Making Master Data Management Fun with Neo4j – Part 1 by Brian Underwood.
From Part 1:
Joining multiple disparate data-sources, commonly dubbed Master Data Management (MDM), is usually not a fun exercise. I would like to show you how to use a graph database (Neo4j) and an interesting dataset (developer-oriented collaboration sites) to make MDM an enjoyable experience. This approach will allow you to quickly and sensibly merge data from different sources into a consistent picture and query across the data efficiently to answer your most pressing questions.
To start I’ll just be importing one data source: StackOverflow questions tagged with
neo4j
and their answers.

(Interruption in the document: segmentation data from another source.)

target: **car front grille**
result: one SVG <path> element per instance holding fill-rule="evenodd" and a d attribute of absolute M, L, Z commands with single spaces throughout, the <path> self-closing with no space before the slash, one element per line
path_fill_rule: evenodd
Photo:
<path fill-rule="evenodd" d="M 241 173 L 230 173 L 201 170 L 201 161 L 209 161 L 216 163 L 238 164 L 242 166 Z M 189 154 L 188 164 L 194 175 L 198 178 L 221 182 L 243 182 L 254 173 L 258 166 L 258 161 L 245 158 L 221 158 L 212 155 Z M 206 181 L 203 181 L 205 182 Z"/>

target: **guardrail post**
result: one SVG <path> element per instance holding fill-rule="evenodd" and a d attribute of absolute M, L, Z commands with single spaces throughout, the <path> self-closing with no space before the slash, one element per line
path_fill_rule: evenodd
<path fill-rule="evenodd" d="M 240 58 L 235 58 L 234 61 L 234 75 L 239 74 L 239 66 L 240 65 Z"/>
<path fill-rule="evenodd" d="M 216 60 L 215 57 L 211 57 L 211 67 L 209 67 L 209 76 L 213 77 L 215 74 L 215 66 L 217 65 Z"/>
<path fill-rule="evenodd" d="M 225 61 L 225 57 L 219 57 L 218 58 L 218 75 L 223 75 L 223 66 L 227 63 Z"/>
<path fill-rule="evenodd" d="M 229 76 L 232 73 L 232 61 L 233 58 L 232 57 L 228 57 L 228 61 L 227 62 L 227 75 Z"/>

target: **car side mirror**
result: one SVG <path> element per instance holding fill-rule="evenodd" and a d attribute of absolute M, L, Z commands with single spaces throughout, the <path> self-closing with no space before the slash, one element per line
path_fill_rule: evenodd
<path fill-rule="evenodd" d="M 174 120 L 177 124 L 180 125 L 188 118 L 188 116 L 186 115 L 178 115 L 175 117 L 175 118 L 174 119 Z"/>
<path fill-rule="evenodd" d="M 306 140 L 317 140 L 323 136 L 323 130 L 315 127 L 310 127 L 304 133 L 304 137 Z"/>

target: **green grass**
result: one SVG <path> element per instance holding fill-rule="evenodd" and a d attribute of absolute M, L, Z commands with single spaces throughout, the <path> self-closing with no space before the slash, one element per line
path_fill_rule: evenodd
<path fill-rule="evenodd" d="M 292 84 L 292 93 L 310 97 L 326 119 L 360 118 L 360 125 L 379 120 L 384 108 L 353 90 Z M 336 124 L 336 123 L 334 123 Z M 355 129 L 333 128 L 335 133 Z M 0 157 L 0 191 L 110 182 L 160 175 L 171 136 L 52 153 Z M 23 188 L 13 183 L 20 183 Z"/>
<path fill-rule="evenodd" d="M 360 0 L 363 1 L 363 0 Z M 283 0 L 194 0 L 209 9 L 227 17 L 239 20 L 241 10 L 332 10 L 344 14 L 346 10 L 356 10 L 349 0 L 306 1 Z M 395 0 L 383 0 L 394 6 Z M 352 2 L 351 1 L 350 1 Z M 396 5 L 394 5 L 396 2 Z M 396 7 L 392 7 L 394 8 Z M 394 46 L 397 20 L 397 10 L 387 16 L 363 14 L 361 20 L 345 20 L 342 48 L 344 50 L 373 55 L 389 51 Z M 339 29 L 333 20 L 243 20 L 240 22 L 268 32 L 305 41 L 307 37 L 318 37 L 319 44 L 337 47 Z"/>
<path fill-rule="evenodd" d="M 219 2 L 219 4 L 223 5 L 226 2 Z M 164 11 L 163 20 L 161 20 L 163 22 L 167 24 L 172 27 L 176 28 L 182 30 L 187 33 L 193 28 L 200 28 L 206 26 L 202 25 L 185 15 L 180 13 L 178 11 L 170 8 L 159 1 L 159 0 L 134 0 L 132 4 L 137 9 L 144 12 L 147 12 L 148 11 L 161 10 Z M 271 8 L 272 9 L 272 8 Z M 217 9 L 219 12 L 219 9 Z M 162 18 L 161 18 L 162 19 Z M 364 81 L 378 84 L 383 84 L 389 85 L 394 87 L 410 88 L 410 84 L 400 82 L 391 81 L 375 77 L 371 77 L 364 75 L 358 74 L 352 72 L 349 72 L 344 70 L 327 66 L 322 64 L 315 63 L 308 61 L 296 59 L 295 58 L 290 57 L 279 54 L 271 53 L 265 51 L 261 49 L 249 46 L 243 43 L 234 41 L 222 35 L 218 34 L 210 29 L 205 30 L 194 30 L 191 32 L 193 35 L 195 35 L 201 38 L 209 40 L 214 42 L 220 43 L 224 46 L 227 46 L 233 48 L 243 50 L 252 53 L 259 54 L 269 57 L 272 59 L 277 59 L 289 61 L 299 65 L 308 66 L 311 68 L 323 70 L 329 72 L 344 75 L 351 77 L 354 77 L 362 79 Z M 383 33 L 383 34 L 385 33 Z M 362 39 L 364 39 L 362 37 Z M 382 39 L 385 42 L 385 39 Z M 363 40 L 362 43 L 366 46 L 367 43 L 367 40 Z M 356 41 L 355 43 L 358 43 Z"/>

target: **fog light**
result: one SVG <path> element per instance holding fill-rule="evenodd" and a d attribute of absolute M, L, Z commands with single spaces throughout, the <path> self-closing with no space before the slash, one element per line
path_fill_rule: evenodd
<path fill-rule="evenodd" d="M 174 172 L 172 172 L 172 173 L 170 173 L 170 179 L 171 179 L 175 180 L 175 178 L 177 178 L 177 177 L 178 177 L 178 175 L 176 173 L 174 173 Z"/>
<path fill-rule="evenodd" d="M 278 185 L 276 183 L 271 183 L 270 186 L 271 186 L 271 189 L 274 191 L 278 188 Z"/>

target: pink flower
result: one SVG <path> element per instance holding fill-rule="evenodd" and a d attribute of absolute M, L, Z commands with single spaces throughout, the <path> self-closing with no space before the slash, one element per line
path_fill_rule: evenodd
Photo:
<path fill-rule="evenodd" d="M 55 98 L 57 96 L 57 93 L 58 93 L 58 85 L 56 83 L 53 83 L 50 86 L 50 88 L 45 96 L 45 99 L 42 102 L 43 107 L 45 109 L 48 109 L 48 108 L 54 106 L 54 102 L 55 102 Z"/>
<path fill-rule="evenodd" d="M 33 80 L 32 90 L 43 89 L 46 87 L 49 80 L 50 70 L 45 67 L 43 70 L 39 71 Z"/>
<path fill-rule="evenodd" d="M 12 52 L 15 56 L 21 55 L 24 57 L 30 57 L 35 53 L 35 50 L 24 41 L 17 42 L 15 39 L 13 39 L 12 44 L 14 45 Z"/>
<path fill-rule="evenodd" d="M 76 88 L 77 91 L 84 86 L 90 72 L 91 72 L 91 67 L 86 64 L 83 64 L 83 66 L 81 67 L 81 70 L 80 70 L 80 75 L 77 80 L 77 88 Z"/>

In future blog posts I will discuss how to integrate other data sources into a single graph database to provide a richer view of the world of Neo4j developers’ online social interactions.I’ve created a GraphGist to explore questions about the imported data, but in this post I’d like to briefly discuss the process of getting data from StackOverflow into Neo4j.
…
Part 1 imports data from Stackover flow into Neoj.
Making Master Data Management Fun with Neo4j – Part 2 imports Github data:
All together I was able to import:
- 6,337 repositories
- 6,232 users
- 11,011 issues
- 474 commits
- 22,676 comments
In my next post I’ll show the process of how I linked the orignal StackOveflow data with the new GitHub data. Stay tuned for that, but in the meantime I’d also like to share the more technical details of what I did for those who are interested.
Definitely looking forward to seeing the reconciliation of data between StackOverflow and GitHub.